Drilling at the oldest two Leg 168 sites targeted a buried basement ridge and adjacent valley, where it had been inferred that buoyancy-driven fluid circulation was sufficiently vigorous so as to have thermally homogenized the sediment/basement contact. Temperatures measured close to the sediment/basement contact during Leg 168 supported this hypothesis, and these results were confirmed by seafloor observatories (CORKs) installed during Leg 168 that permitted basement fluid temperatures and pressures to be determined long after drilling disturbances had dissipated (Davis and Becker, 1998). Basement temperatures at the two sites (1026 and 1027) were found to be virtually identical (Fig. 1), despite a contrast in sediment thickness of 2.5:1. Permeabilities required to sustain such small temperature differences were inferred to be very high, consistent with borehole observations based on packer pumping experiments (Becker and Fisher, 2000) and open-hole flow-rate determinations (Fisher et al., 1997). Local rates of fluid flow also must be high, on the order of meters per year or more, as inferred for the area to the west.

Basement fluids appear to be compositionally homogeneous on a lateral scale of kilometers, but are different within distinct regions along the drilling transect. Basement water collected from Site 1026 is nearly identical in composition to basement waters collected from basement edifices roughly 7 km north and south of the site (Mottl et al., 1998; Wheat et al., in press). A subtle lateral compositional gradient between the outcrops suggests that along-strike flow, not resolved by the cross-strike drilling transect, also may be important in this area (Wheat et al., in press). Basement pore fluids are extensively altered but relatively young within the basement below Sites 1026, 1030, and 1031. This observation suggests that there may be different sources of recharge along the Leg 168 transect and that a simple model of fluid flow from west to east can not explain all observations.
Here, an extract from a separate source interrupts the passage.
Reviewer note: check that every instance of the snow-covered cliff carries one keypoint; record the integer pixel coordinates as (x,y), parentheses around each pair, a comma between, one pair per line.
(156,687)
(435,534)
Experience gained through Leg 168 drilling and postdrilling observations have led to new opportunities for crustal fluid sampling. For example, a clear relationship has emerged between hydrologic structure and local fluid pressure: fluid pressures in buried basement edifices consistently exceed local hydrostatic pressure (Davis and Becker, 1998), allowing large volumes of formation water to be produced at the seafloor (Fisher et al., 1997). This phenomenon has been exploited for both geochemical and biological sampling (e.g., Mottl et al., 1998; Mottl et al., Chap. 9, this volume; Elderfield et al., 1999; Wheat et al., in press). Average formation pressures generated through thermal buoyancy are relatively small, and in some instances, tidally generated pressure differentials create occasional overpressures even where the average formation pressure is subhydrostatic (Davis et al., 1999). And finally, in cases where fluids cannot be naturally produced, in situ fluid samplers, a technology recently developed and successfully tested in Leg 168 holes, can provide continuous time-series samples of crustal fluids.